Freiheit oder Tod

Eine Rezension

Hans-Jürgen Benedict

Sophie Wahnich, Freiheit oder Tod. Über Terror und Terrorismus (Mit einem Vorwort von Slavoj Zizek und einem Nachwort der Autorin anlässlich der Anschläge in Paris), Berlin 2016

Es hat sich eingebürgert, die Schreckensherrschaft der französischen Revolution als ihre extremistische Entgleisung zu betrachten, die mit zu dem schrecklichen Vernichtungsterror der Totalitarismen des 20. Jahrhunderts geführt hat. Bei den Feiern zu ihrem 200-jährigen Jubiläum wurden 1789 und 1793 auseinandergerissen, der Kampf gegen das Ancien regime von der Erfindung der Republik abgelöst, als müsse sich Frankreich ihrer schämen. In einer Fernsehsendung wollte der Moderator am Schluss sogar von den Zuschauern wissen. „Hätten Sie, die heutigen Zuschauer, entschieden die Königin Marie Antoinette zu töten?“ An dieser merkwürdigen Aktualisierung setzt die Untersuchung der französischen Historikerin S. Wahnich ein, in der sie, kurz gesagt, den Terror als Ausdruck des souveränen demokratischen Willens des Volkes deutet. Sie erinnert an das Argument von Immanuel Kant, der im Streit der Fakultäten sagte, dass diese Revolution trotz allen „Elends und Greueltaten“, die mit ihr verbunden seien, dennoch „in den Gemütern aller Zuschauer eine Teilnehmung dem Wunsche nach (findet), die nahe an Enthusiasm grenzt“ und die deswegen „keine andere Ursache als eine moralische Anlage im Menschen zur Ursache haben kann.“ Im Unterschied zu Kant, so Wahnich, sehen Exegeten wie Agamben in ihrem berechtigten Abscheu vor den Gewaltexzessen der Totalitarismen des 20. Jhdt eine „innerste Solidarität“ zwischen Totalitarismus und Revolution. Zugleich idealisierten sie das heutige demokratische Modell. Oder aber sie machten wie H. Arendt in ihrem Essay „Über die Revolution“ die soziale Frage für die Entgleisung die Revolution von 1789 verantwortlich. Indem sie die soziale Ungleichheit denunzierten, zerstörten die Revolutionäre, so Arendt, die Möglichkeit von Politik, die nicht auf dem Prinzip der Gleichheit, sondern der Freiheit beruhte. Diese Deutungen hält Wahnich für falsch.
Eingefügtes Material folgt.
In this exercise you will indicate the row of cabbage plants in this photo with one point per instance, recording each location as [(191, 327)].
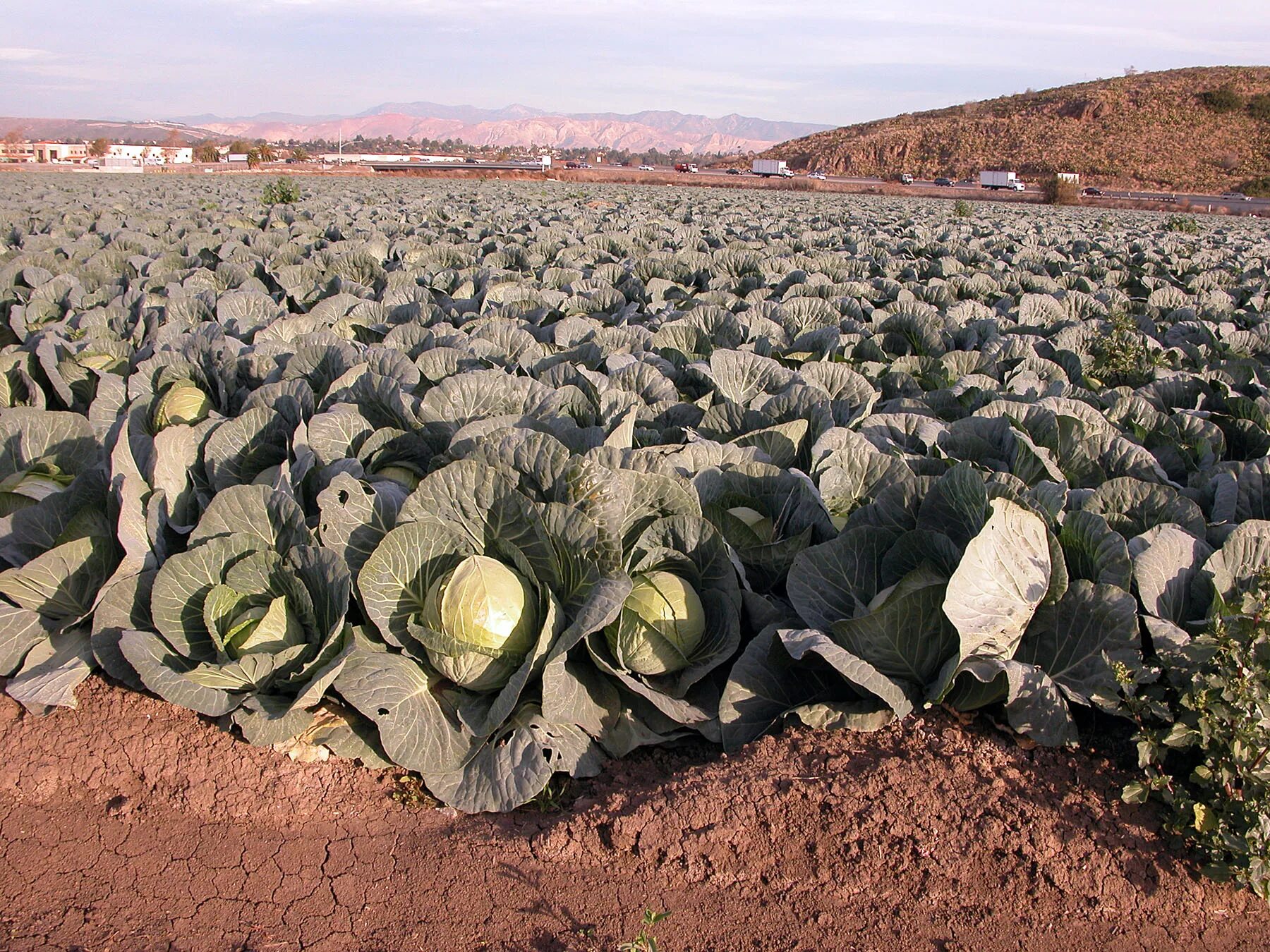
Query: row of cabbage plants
[(497, 482)]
Stattdessen fragt sie kalt: Was bringt den Menschen dazu, seinesgleichen aus Gründen eines kulturgestaltenden Erkenntnisdrangs oder der Leidabwehr zu töten? Warum trauen wir uns nicht an die Analyse des Terrors als Gründungsgewalt heran? Wo es doch viele religiöse Rituale gibt, die symbolisch auf Gewalterfahrungen beruhen? Man denke an die Menschenopfer, an die Opferung Isaaks und auch an Jesu Kreuzigung, die alle Opfer beenden sollte. Weder ist der Terreur eine Wiederkehr des Primitiven noch Teil einer politischen Theologie. Vielmehr hat er nach Ansicht von Wahnich mit Emotionen zu tun. Sie nimmt „eine emotionale Dynamik der Gründung an, die sich aus dem Sakralen und der Vergeltung speiste, die ihre Triebkraft bildete.“(61) Es geht nach dem von der Schweizergarde begangen Massaker an den Revolutionären, die zwar bewaffnet, aber gewaltlos am 10.August 1792 mit dem König in den Tuilerien verhandeln wollten „um das Wiedergewinnen der eigenen Stimme nach einem Gefühl der Vernichtung.“(61)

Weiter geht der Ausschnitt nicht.